Himachal outcome crucial for Congress, BJP
While counting on Thursday will decide the fate of 459 candidates, Vidhan Sabha elections in Himachal Pradesh this time were different in many ways. The delimitation of assembly segments not only changed the political contours of the state but also is poised to throw up many surprises.india Updated: Dec 20, 2012 08:28 IST
While counting on Thursday will decide the fate of 459 candidates, Vidhan Sabha elections in Himachal Pradesh this time were different in many ways. The delimitation of assembly segments not only changed the political contours of the state but also is poised to throw up many surprises.
Many political bigwigs lost their traditional seats in the delimitation. Chief minister Prem Kumar Dhumal lost his traditional Bamson assembly segment and fought election from the to Hamirpur seat. Sitting Hamirpur legislator Urmila Thakur of BJP shifted to Sujanpur, from where chief minister's one-time close aide Rajinder Rana is also in the fray as an Independent.
Himachal Pradesh Congress Committee chief Virbhadra Singh, who had contested five elections from Rohru seat, this time contested from Shimla Rural seat after Rohru was reserved for Scheduled Caste. Former health minister Rajiv Bindal, who had been contesting from Solan, shifted to Nahan.
Irrigation and public health minister Ravinder Singh Ravi this time contested from Dehra, since his traditional Thural constituency was abolished in the delimitation exercise.
In Una, after Chintpurni constituency was resreved for Scheduled Caste, both Congress and BJP candidates had to move to Gagret.
This is for the first time that the hill state saw presence of a number of national-level parties which are trying to gain a foothold in the state. Apart from Bahujan Samaj Party, Nationalist Congress Party, Trinamool Congress, Samajawadi Party, Lok Janshakti Party, Bharat Swabiman Party had contested the elections. Himachal Lokhit Party, which had contested election jointly with left parties (CPI and CPM) has added a new dimension to the election. Most of the disgruntled leaders of the Congress and the BJP contested elections on HLP tickets, making the contest multi-cornered in many constituencies.
For the first time in 19 years, elections in Himachal Pradesh were held in a single phase.
In 2007, elections were held in two phases, where voting in the tribal areas had taken place on November 14 and the rest on December 19. Long wait for results had given anxious moments to political parties. Also, the functioning of the government had come to a grinding halt for almost two months.
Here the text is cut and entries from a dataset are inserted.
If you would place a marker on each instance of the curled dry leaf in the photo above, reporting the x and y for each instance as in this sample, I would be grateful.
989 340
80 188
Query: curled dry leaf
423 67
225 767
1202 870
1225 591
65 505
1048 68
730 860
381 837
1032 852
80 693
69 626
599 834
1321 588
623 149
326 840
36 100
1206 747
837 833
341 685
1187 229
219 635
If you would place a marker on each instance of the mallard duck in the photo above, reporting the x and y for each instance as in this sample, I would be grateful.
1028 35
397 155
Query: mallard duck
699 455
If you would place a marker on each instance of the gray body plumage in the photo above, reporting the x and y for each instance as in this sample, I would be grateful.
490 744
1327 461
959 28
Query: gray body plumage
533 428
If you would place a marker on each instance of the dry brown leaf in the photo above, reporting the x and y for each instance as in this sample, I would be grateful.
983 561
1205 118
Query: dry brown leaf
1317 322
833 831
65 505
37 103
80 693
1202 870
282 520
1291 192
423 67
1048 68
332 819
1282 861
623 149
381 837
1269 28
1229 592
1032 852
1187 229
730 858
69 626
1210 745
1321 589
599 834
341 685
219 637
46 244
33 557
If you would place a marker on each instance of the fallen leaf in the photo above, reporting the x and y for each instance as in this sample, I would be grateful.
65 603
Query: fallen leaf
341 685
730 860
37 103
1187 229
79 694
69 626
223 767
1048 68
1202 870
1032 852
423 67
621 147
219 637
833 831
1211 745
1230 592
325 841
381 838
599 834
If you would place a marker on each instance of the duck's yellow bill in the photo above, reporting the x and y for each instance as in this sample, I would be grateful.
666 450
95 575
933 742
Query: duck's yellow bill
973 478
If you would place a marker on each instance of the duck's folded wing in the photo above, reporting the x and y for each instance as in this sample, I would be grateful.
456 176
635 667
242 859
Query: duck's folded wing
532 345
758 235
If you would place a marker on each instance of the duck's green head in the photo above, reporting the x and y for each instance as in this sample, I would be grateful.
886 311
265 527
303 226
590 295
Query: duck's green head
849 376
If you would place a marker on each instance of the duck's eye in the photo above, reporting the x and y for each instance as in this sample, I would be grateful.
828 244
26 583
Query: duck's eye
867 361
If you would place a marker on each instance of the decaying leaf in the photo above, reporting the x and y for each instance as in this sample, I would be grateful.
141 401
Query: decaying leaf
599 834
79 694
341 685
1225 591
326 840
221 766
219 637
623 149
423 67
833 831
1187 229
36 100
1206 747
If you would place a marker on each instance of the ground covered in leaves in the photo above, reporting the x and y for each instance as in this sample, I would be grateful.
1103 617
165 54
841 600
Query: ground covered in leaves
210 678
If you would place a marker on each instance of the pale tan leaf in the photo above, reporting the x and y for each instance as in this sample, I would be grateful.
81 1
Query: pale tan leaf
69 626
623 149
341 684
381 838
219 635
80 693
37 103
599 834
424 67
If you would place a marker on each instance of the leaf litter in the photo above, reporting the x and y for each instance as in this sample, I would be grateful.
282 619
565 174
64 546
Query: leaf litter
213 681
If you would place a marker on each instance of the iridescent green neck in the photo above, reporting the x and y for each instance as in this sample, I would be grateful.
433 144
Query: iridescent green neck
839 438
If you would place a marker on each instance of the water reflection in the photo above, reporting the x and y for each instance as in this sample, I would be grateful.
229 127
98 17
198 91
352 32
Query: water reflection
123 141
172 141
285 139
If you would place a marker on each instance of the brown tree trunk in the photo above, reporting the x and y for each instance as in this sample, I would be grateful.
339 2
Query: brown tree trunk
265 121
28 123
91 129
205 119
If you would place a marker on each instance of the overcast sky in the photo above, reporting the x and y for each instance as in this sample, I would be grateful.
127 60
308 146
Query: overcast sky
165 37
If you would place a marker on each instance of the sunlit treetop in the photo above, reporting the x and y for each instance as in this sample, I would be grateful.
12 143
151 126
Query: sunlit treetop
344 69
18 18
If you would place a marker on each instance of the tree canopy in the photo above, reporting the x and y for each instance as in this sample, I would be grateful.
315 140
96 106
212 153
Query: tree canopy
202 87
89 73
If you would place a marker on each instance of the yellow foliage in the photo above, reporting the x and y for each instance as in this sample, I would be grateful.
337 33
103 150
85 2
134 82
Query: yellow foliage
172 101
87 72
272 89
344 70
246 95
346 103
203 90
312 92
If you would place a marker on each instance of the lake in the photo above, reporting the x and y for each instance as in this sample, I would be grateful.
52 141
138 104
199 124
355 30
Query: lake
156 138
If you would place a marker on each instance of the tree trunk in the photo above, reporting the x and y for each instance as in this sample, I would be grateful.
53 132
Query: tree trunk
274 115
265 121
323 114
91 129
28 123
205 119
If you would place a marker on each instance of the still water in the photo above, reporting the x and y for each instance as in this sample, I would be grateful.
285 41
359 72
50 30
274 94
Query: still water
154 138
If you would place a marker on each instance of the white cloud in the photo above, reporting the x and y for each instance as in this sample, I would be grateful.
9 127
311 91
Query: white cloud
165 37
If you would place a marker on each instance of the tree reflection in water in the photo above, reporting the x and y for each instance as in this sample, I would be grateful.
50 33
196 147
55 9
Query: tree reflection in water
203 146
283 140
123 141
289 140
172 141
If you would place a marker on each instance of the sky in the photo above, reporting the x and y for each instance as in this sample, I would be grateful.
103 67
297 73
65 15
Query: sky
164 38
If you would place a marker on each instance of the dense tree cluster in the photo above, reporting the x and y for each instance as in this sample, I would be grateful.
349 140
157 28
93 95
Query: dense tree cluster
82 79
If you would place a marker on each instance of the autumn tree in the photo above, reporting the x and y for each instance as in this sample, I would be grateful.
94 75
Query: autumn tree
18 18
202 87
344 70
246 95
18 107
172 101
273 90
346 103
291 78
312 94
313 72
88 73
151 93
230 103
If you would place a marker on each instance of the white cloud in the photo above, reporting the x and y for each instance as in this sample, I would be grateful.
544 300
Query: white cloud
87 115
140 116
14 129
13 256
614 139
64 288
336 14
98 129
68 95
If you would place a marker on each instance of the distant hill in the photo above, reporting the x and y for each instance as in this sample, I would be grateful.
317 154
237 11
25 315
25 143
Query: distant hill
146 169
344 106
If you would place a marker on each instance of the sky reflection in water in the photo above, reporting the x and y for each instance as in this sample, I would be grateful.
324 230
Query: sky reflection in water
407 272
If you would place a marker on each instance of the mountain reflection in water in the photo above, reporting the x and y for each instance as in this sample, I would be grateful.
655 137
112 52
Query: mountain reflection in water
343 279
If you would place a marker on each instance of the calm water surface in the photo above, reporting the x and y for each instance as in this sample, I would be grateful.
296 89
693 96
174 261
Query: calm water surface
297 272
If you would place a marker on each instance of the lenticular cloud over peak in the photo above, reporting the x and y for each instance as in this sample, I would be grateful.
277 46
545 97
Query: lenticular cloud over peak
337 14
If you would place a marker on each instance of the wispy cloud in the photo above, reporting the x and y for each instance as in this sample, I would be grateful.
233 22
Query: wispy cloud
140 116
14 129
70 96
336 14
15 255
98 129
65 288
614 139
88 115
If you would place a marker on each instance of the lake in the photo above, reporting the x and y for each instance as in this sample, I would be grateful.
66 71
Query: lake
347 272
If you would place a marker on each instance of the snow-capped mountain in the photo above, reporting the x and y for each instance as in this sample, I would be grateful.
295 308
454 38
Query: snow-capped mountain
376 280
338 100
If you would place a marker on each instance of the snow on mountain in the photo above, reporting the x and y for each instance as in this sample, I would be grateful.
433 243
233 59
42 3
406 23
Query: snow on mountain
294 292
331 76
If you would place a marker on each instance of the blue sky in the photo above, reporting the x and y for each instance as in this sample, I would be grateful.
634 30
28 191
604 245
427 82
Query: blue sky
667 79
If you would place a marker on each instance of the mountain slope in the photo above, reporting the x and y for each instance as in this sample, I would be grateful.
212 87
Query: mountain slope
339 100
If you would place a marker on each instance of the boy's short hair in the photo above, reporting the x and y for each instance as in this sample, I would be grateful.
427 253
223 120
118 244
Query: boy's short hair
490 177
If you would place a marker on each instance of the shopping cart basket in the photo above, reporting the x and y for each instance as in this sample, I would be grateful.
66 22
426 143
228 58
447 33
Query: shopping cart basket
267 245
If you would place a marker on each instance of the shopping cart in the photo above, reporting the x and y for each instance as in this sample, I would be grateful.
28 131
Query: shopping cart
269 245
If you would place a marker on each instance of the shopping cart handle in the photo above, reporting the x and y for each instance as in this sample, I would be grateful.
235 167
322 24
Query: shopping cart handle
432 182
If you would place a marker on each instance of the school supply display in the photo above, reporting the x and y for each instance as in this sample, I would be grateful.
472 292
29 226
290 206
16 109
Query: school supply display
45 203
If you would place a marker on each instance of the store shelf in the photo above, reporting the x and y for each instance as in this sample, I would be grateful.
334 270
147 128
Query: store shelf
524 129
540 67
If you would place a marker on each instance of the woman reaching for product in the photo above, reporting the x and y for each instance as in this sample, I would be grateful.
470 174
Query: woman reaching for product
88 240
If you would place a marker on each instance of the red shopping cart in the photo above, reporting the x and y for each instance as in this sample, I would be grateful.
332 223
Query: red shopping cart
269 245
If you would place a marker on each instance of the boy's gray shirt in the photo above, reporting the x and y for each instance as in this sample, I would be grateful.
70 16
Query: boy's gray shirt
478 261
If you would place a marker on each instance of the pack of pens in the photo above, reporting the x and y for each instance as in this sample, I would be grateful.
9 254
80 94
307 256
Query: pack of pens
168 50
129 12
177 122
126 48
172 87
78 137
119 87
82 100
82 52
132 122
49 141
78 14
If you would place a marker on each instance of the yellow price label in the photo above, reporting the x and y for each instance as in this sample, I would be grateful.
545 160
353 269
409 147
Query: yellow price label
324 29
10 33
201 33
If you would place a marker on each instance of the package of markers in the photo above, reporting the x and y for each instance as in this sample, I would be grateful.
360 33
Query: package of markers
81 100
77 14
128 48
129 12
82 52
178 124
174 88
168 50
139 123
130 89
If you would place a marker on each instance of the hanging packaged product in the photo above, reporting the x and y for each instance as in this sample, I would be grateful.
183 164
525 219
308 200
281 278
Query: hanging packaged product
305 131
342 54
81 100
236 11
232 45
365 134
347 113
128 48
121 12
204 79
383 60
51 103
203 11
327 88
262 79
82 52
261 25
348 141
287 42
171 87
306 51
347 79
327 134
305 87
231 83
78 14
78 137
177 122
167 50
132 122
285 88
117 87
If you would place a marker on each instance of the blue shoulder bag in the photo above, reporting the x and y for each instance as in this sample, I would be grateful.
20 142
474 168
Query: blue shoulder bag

Much is at stake for the leaders of the Congress and the BJP. A victory for BJP will elevate the political stature of chief minister Prem Kumar Dhumal. BJP's vctory will bring Dhumal in the league of chief ministers of other BJP ruled states-Shiv Raj Chauhan in Madya Pradesh, Narender Modi in Gujarat and Raman Singh in Chhattisgarh-who have successfully repeated the government.
The outcome is all the more crucial for the Congress since drubbing in Himachal will lower the party's morale at a time when it is preparing to face Lok Sabha elections.